They’ll Let You Laugh, They Won’t Let It Ride

They’ll Let You Laugh, They Won’t Let It Ride
This post was published on the now-closed HuffPost Contributor platform. Contributors control their own work and posted freely to our site. If you need to flag this entry as abusive, send us an email.

Democrats think the glass is half full. Republicans think the glass is theirs.” Yup, that pretty much says it. Where did I find this witty retort? From none other than a small bumper sticker company hailing from Minneapolis, MN, Northern Sun Merchandising.

Just now you may be thinking, “Finding that one must have taken some research or a lucky encounter while sitting in traffic.” If you thought the former, you’re right on. Finding that tag line did take some serious research, but I didn’t do it. Aaron Rudenstine and Olivia Greer did.

In their first book, Actions Speak Louder Than Bumper Stickers, these up-and-coming progressive commentators, take on America’s right-turning political climate in a way that will let you laugh, but won’t let it ride.

Rudenstine and Greer, Harvard and Skidmore graduates respectively, ask us to page through this often hilarious compilation of political bumper stickers, but to do so while smiling with an ironic wince: the coffee-table style book features each sticker complemented by a factoid or two on an adjacent page – factoids that ground the comedy of the stickers in some of today’s most concerning social and political realities.

For instance, accompanying the bumper sticker, “Feminism is the radical notion that women are people,” is the factoid, “The Equal Rights Amendment has been introduced in every session of Congress since 1922, but has not been ratified.”

Agree or disagree with the political opinions expressed throughout the book, the smile and wince dynamic created by Rudenstine and Greer gets your attention.

I can’t tell you if these two twentysomethings will help make up the next crop of Bill Mahers, Al Frankens, Maureen Dowds or Jon Stewarts, but I can tell you that it is exciting to see young blood publishing in the political satire arena.

Actions Speak Louder Than Bumper Stickers fits somewhere between Jon Stewart’s America, the book, and Josh Weisberg’s Bushisms. While not going into the historic depths that America traces for its satire, Actions Speak offers important factual context for its gaffs. At its roots, the work is classic gallows humor. It asks us readers to face the music in a slightly more serious tone than Josh Weisberg’s pill popping pages of presidential misspeaks – pages you have nonetheless got to love for that 5 second, “I gotta be sharper than the President” high.

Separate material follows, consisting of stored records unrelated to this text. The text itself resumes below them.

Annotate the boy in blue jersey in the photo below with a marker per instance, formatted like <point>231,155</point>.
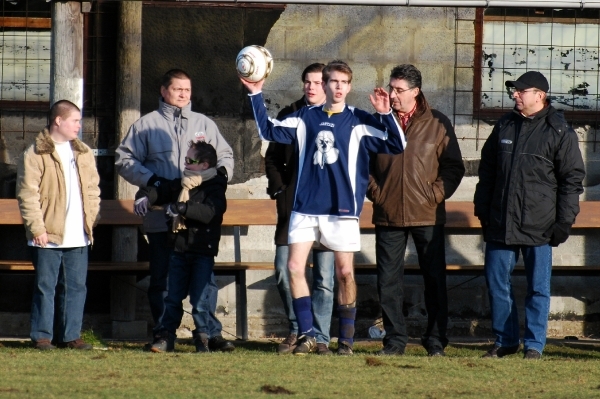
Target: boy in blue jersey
<point>332,142</point>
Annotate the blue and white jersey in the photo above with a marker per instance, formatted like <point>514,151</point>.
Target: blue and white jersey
<point>333,154</point>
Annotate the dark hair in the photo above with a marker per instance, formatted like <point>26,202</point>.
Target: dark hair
<point>204,152</point>
<point>339,66</point>
<point>62,108</point>
<point>173,74</point>
<point>316,67</point>
<point>412,76</point>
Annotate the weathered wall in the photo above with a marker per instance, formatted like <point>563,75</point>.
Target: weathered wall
<point>372,40</point>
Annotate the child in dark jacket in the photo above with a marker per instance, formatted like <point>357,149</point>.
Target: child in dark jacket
<point>196,218</point>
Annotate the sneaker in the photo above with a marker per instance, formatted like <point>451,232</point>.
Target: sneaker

I asked Mr. Rudenstine, who worked for over a year out of Kerry-Edwards Campaign headquarters in Washington D.C., what the major inspirations were for the idea that became Actions Speak Louder Than Bumper Stickers. He responded, “After the campaign, I was having a hard time reading the news; I was angry. Olivia and I wanted to illuminate current political realties and vent frustration and found it really effective to do so through ironical humor.”

With their first book, these satirists are not out to recreate the universe; they are out to thoughtfully stir the pot. After a first read, the book’s sardonic tone left me asking, is this comedy or tragedy? I was stumped; stumped because I asked myself very much the wrong question – comedy is not exclusive to tragedy. In Action Speaks, Rudenstine and Greer show us the truth of this construction and offer up what can only be understood as comedy within a tragedy. The bumper stickers are the comedy, conceived as brief respites for the some of the more unfortunate aspects of today’s political landscape covered in the pages of Actions Speak.

I, for one, look forward to hearing more from these two, and in a larger sense, the generation of progressives they represent. This is my generation and its time we step to the plate.